Citrus

The definition of seasoning is to enhance flavor with herbs, spice, & citrus

 

Citrus

Citrus Fruit is the fruit of various evergreen, usually spiny shrubs or trees, of the genus Citrus, native to southern and southeast Asia, having leathery, aromatic, unifoliolate compound leaves and cultivated for their juicy edible fruits that have a leathery aromatic rind.

Citrus Fruits are a family of fruits all with different flavors and appearance. Common traits may include: Shiny outer skins, aromatic, with a juicy and acidic flesh such as the grapefruit, lemon, lime, or orange.

Grapefruit

A tropical citrus fruit that is characterized by its slightly bitter taste. Grapefruit is usually about the size of a softball or larger, has a skin that is usually yellow in color and flesh that ranges in color from yellowish-white to deep ruby red. Like other citrus fruits, grapefruit is an excellent source of vitamin C.

Lemon

An oval shaped, yellow citrus fruit. When the lemon's flesh or juice is added to a dish, it adds a mild tart flavor. The fruit most often used in the European cooking, and is also used as a garnish, in the form of a slice or wedge added to the plate. Lemon zest (the yellow part of the peel) is also often used to add flavor when cooking and baking. Lemons are available throughout the year. Lemon zest strips can be made by using a paring knife or vegetable peeler to slice off thin pieces of the yellow peel. When slicing off the pieces, care should be taken to not remove any of the bitter white pith. To grate the lemon zest, rub the lemon against a metal grater, making sure to turn the fruit so that you are taking off the yellow part of the peel and not the white pith. A citrus zester can also be used to remove the zest from the lemon. The zester removes the zest in fine threads, which can be minced as an alternative to grating. A Meyer Lemon is a variety of lemon that is known for having a sweeter flavor, tasting mildly like a tangerine. It is often used as a seasoning for fish, providing a fresh aroma and a sweeter flavor than the standard lemon.

Lime

A small green citrus fruit whose juice or peel is added to dishes to add tart flavoring. Its flavor is stronger and more tart than a lemon, but it can be substituted in most cases in place of a lemon. Lime zest (the green part of the peel) is also used to add flavor when cooking and baking. Limes are available throughout the year. Lime zest strips can be made by using a paring knife or vegetable peeler to slice off thin pieces of the green peel. When slicing off the pieces, care should be taken to not remove any of the bitter white pith.

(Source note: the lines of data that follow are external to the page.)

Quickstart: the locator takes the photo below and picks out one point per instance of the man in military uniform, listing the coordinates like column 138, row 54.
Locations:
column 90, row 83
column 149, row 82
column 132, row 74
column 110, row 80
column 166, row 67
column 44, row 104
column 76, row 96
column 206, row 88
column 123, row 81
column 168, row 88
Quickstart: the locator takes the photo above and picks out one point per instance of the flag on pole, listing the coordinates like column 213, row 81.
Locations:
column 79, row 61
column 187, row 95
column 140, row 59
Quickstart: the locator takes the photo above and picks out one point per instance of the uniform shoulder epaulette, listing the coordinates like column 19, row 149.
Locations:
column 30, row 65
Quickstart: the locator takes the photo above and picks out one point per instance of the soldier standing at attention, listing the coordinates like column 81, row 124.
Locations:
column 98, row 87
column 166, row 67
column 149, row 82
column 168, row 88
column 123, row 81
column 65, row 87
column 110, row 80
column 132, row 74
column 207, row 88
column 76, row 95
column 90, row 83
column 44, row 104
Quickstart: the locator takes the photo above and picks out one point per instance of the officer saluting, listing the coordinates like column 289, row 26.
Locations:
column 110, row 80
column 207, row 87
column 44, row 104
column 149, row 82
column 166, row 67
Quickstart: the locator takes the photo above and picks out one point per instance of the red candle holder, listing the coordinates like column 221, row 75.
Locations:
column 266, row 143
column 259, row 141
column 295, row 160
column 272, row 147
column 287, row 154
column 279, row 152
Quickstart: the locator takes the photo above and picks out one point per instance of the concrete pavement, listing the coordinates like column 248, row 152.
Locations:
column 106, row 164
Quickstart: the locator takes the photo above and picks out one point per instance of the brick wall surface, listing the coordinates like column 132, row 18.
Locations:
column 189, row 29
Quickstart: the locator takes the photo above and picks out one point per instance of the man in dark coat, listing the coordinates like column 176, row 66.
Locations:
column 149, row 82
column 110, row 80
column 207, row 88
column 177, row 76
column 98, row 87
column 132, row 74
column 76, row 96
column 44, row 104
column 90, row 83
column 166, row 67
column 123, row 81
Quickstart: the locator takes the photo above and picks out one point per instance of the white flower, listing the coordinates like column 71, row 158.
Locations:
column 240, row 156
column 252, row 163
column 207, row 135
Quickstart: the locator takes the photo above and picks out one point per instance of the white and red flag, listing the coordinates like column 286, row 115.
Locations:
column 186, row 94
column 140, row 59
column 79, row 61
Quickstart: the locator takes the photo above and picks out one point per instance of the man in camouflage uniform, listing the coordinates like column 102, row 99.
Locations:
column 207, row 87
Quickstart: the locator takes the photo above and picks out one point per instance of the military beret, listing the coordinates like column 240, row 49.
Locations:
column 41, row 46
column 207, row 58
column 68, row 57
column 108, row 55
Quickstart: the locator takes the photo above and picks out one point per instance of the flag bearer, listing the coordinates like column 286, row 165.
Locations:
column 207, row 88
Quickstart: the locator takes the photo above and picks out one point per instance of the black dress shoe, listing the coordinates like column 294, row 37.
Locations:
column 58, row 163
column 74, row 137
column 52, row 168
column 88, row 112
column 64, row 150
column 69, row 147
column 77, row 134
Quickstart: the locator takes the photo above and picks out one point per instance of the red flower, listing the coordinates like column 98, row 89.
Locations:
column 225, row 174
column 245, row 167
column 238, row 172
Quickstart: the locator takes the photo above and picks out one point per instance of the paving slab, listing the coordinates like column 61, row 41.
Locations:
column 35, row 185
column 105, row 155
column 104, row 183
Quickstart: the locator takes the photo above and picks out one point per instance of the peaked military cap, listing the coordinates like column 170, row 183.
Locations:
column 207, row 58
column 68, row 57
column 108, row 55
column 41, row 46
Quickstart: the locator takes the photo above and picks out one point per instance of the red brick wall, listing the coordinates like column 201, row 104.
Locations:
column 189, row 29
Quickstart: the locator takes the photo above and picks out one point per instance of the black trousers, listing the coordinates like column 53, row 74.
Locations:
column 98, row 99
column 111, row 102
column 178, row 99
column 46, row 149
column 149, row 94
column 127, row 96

To grate the lime zest, rub the lime against a metal grater, making sure to turn the fruit so that you are taking off the green part of the peel and not the white pith. A citrus zester can also be used to remove the zest from the lime. The zester removes the zest in fine threads, which can be minced as an alternative to grating.

Orange

A baseball-sized citrus fruit with a tough orange skin and flesh that is segmented and juicy. It may have a sweet to slightly bitter taste, depending on the variety. They are grown in regions with a subtropical or Mediterranean climate. Some of the common varieties include Ambersweet, Blood, Hamlin, Naval, Red Naval, Pineapple, and Valencia oranges. Oranges are a good source of vitamins, such as vitamin C and four B vitamins and are also a good source of many important minerals.